Simpson's Paradox

Simpson’s Paradox and Deep Learning Metrics with Weightwatcher

What is WeightWatcher ?

The WeightWatcher tool is an open-source python package that can be used to predict the test accuracy of a series similar of Deep Neural Network (DNN) — without peeking at the test data.

WeightWatcher is based on research done in collaboration with UC Berkeley on the foundations of Deep Learning. We built this tool to help you analyze and debug your Deep Neural Networks.

It is easy to install and run; the tool will analyze your model and return both summary statistics and detailed metrics for each layer:

The WeightWatcher github page lists various papers and online presentations given at UC Berkeley and Stanford, and various conferences like ICML, KDD, etc. There, and on this blog, you can find examples of how to use it.

This post describes how to select the metric for your models, and why.

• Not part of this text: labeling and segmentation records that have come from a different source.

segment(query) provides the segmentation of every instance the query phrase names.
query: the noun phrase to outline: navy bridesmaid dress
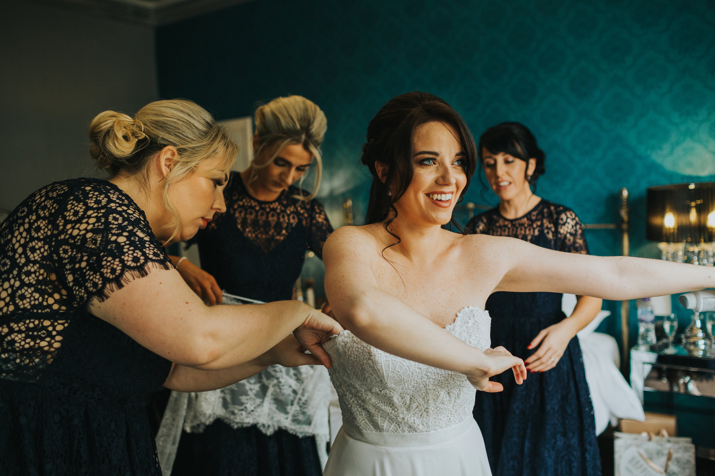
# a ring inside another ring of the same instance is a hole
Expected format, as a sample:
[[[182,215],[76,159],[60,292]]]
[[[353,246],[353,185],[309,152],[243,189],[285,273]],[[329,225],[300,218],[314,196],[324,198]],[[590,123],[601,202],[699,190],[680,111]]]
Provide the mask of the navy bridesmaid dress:
[[[202,268],[227,293],[265,302],[290,299],[305,251],[319,257],[332,231],[317,200],[290,187],[270,202],[254,198],[239,173],[224,191],[226,213],[189,243]],[[320,476],[315,438],[255,425],[234,429],[217,420],[201,433],[183,432],[172,476]]]
[[[543,248],[588,254],[583,226],[573,211],[541,200],[525,216],[510,220],[489,210],[470,221],[467,233],[510,236]],[[545,328],[566,318],[556,293],[492,294],[492,347],[504,346],[524,360],[527,346]],[[494,476],[596,476],[601,459],[593,407],[578,339],[569,343],[553,369],[529,373],[523,385],[511,373],[493,378],[497,393],[477,392],[474,418],[484,435]]]

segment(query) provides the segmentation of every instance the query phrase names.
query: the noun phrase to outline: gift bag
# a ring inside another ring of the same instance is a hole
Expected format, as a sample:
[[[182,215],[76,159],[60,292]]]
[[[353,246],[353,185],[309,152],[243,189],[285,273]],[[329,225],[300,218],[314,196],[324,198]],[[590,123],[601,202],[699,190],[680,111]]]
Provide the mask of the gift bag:
[[[695,445],[688,437],[613,433],[616,476],[695,476]]]

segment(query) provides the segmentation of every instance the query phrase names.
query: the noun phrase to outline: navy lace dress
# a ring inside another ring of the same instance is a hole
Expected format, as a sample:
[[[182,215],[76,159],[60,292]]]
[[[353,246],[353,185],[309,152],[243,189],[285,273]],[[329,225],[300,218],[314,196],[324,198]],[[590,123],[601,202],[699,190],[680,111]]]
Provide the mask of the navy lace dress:
[[[467,233],[588,253],[576,213],[546,200],[514,220],[503,217],[498,208],[484,212],[470,221]],[[485,308],[492,318],[492,347],[503,345],[525,360],[538,348],[526,348],[536,335],[566,317],[561,295],[556,293],[494,293]],[[504,391],[477,392],[474,418],[494,476],[601,475],[593,407],[578,338],[571,340],[556,367],[530,373],[523,385],[516,385],[506,373],[493,380],[504,385]]]
[[[144,410],[171,363],[92,315],[151,267],[144,212],[102,180],[56,182],[0,225],[0,473],[161,475]]]
[[[332,231],[316,200],[284,191],[274,201],[256,200],[232,173],[224,191],[226,213],[192,240],[201,266],[231,294],[265,302],[290,299],[305,251],[322,255]],[[217,420],[202,433],[183,432],[172,476],[319,476],[315,439],[285,430],[268,436],[255,425],[234,429]]]

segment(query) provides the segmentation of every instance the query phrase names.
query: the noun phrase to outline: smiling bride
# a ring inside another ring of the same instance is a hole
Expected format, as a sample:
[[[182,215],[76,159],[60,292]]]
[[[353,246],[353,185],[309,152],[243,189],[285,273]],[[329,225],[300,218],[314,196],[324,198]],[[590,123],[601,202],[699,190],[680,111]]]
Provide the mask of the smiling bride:
[[[325,476],[491,474],[474,389],[500,391],[489,377],[509,368],[518,383],[526,378],[521,359],[489,348],[483,309],[494,291],[621,300],[715,285],[711,268],[445,229],[476,151],[463,119],[432,94],[388,101],[367,139],[368,224],[339,228],[323,250],[325,290],[346,329],[325,344],[343,419]]]

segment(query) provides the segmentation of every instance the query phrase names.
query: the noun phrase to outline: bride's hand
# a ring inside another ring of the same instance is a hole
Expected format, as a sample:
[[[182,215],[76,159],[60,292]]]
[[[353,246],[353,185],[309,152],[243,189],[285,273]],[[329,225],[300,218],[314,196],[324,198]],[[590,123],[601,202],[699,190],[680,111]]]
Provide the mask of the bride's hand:
[[[307,316],[302,325],[293,331],[293,335],[306,350],[315,355],[327,368],[330,368],[330,358],[320,344],[330,340],[330,336],[338,334],[342,328],[332,318],[317,309],[305,305]]]
[[[514,380],[519,385],[526,378],[526,368],[524,361],[518,357],[514,357],[511,353],[503,347],[495,349],[487,349],[484,351],[487,358],[488,365],[485,369],[475,369],[466,374],[467,379],[478,390],[483,392],[501,392],[504,387],[498,382],[491,382],[489,378],[496,375],[511,368],[514,373]]]
[[[297,367],[298,365],[322,365],[322,363],[312,354],[306,354],[305,348],[298,342],[295,335],[289,335],[258,360],[261,365]]]

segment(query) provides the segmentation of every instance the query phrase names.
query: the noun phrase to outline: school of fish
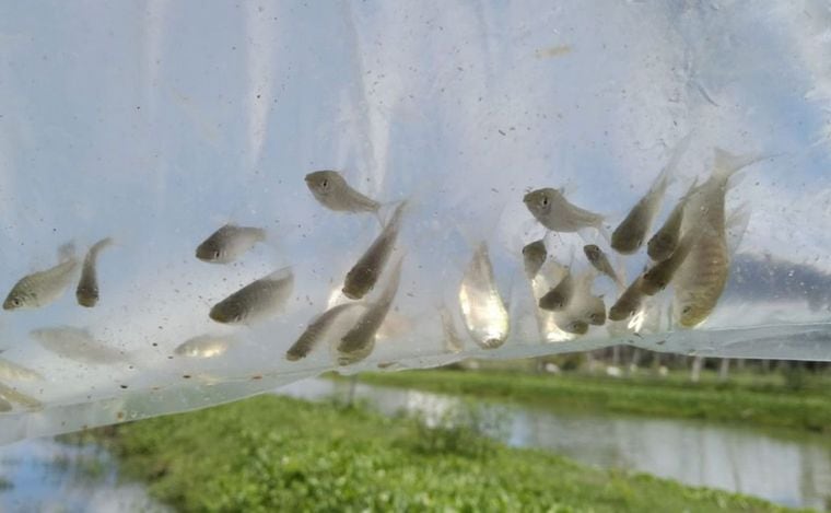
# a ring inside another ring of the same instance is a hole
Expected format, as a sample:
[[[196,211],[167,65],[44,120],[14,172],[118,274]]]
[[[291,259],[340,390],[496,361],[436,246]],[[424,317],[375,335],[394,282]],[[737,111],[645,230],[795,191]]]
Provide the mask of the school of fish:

Different Metrics for Different Models

You can use WeightWatcher to model a series of DNNs of either increasing size, or with different hyperparameters. But you need different metrics — \alpha vs. \hat{\alpha} — for different cases:

  • alpha \alpha\;\; : for different hyper-parameters settings (batch size, weight decay, …) on the same model
  • weighted alpha: \hat{\alpha}\;\; : for an architecture series like VGG11, VGG13, VGG16, VGG19

But why do need 2 different alpha metrics? To understand this, we need to understand

Spectral Norms and Deep Learning

Traditional machine learning theory suggests that the test performance of a Deep Neural Network is correlated with the average log Spectral Norm. That is, the test error should be bounded by the average Spectral Norm, so the smaller norm, the smaller the test error.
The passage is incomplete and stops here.